Citigroup is even reclassifying overseas profit as money

that it might bring back to the United States, an odd move in an

era in which many American companies try to keep much of their

foreign income abroad to avoid paying higher U.S. taxes on the

profits.

The bank is not feeling generous – it is just looking to use

up $55 billion of tax credits and deductions, known as deferred

tax assets, as of the end of March.

It had accumulated them from losses and foreign tax payments

largely during and after the financial crisis. About 95 percent

of these future tax benefits are in the United States.

Realizing these benefits over time could be worth some $27

billion to Citigroup today, or about $9 per share for a stock

that trades at around $50 a share, according to John McDonald, a

veteran bank analyst at Sanford C. Bernstein.

Using all these assets will free up more than $40 billion,

about one-third, of the bank’s capital. Citigroup could then

return more capital to shareholders through stock-boosting moves

like share buybacks.

Deferred tax assets arise because U.S. companies have to

keep two sets of books – one for the financial markets, and a

second for the Internal Revenue Service. The bank recognizes

items including costs, such as expected losses on loans, at

different times on the two books.

A cost that is on a bank’s books for investors, but will not

be recognized for tax purposes until later, generates a deferred

tax asset. Regulators force banks to use more capital to support

these assets, because there is often doubt over whether the

assets will be fully realized.

Converting these expected future tax benefits into cash will

not be easy for Citigroup. Doubts about the bank’s ability to

realize its deferred tax assets are baked into its share price,

investors said.

Even as the bank in recent years has been consuming deferred

tax assets (DTA), it has been creating new ones through expenses

like mortgage litigation settlements. The bank’s deferred tax

assets actually grew by about $3.8 billion in 2012.

“One of my top priorities is to turn that trend around,”

said Citigroup CEO Corbat at the bank’s annual meeting in April.

The bank estimates it needs to earn as much as $112 billion

in U.S. taxable income to use all of its deferred tax assets.

About $22 billion of the assets must be used within 10 years,

but many of the other deferred tax assets will not expire.

Buying U.S. assets would be one way to boost its U.S.

taxable income.

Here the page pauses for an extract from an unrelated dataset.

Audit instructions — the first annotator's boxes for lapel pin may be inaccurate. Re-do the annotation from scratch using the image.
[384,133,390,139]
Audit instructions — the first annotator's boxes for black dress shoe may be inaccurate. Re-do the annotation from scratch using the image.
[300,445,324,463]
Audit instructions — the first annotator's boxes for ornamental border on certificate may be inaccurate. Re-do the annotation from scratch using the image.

Like any company, Citigroup primarily looks for

deals that make strategic and economic sense, but within that

framework it is also on the lookout for transactions that will

help it use deferred tax assets.

“We are focused on executing our strategy and any allocation

of resources must be in line with that strategy,” Citigroup

spokesman Mark Costiglio said in a statement. “If those actions

also result in aiding the use of our DTA then that is an added

benefit.”

CRISIS HANGOVER

Other U.S. financial companies have big deferred tax assets

as well because of the impact of the financial crisis. Bank of

America Corp, for example, has $33 billion of the

assets, net of its deferred tax liabilities. But Bank of America

has much larger U.S. operations than Citigroup, which makes it

easier for it to use these benefits.

For Citigroup, the two most important sources of U.S.

taxable income are the credit card business and the investment

banking business, in particular corporate bond underwriting and

trading and interest-rate trading, said the person familiar with

the matter who is not authorized to speak for attribution.

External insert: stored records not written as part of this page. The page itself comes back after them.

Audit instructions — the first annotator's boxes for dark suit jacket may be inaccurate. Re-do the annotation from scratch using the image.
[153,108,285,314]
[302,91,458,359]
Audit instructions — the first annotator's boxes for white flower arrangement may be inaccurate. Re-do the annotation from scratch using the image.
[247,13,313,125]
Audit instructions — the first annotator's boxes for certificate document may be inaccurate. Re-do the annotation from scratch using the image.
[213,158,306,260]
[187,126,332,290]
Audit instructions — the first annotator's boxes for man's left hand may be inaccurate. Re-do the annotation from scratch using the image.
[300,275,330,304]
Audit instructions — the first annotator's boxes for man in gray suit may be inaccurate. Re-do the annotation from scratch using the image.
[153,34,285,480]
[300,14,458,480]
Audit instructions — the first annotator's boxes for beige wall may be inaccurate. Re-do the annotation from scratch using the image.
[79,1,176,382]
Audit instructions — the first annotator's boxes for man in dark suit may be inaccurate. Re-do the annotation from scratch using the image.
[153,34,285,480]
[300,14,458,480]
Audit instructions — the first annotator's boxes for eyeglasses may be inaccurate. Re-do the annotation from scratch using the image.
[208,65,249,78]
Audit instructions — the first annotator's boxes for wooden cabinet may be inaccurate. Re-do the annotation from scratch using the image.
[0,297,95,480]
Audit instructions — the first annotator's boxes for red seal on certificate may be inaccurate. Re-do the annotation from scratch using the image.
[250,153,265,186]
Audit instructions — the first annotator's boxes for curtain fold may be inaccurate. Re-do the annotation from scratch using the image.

The recent selloff in bonds might help bond trading revenue,

because market shifts often spur more trading volume. If the

U.S. economic recovery continues, the bank’s credit card revenue

could grow, too. The improving housing market will also help the

bank use or reverse deferred tax assets linked to mortgages.

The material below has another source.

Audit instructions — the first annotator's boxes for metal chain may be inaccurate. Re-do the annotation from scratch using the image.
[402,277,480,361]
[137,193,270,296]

Some critics who had argued in the past that the bank would

have to write down some of the deferred tax assets, because of

questions about its ability to earn enough taxable income, said

that is less likely now.

“We’re no longer in the throes of an economic crisis, and it

would be shocking to me if they wrote them down at this stage,”

said Robert Willens, an accounting analyst who had previously

worked for Lehman Brothers. In 2009, Willens said the bank would

likely have to write down its deferred tax assets.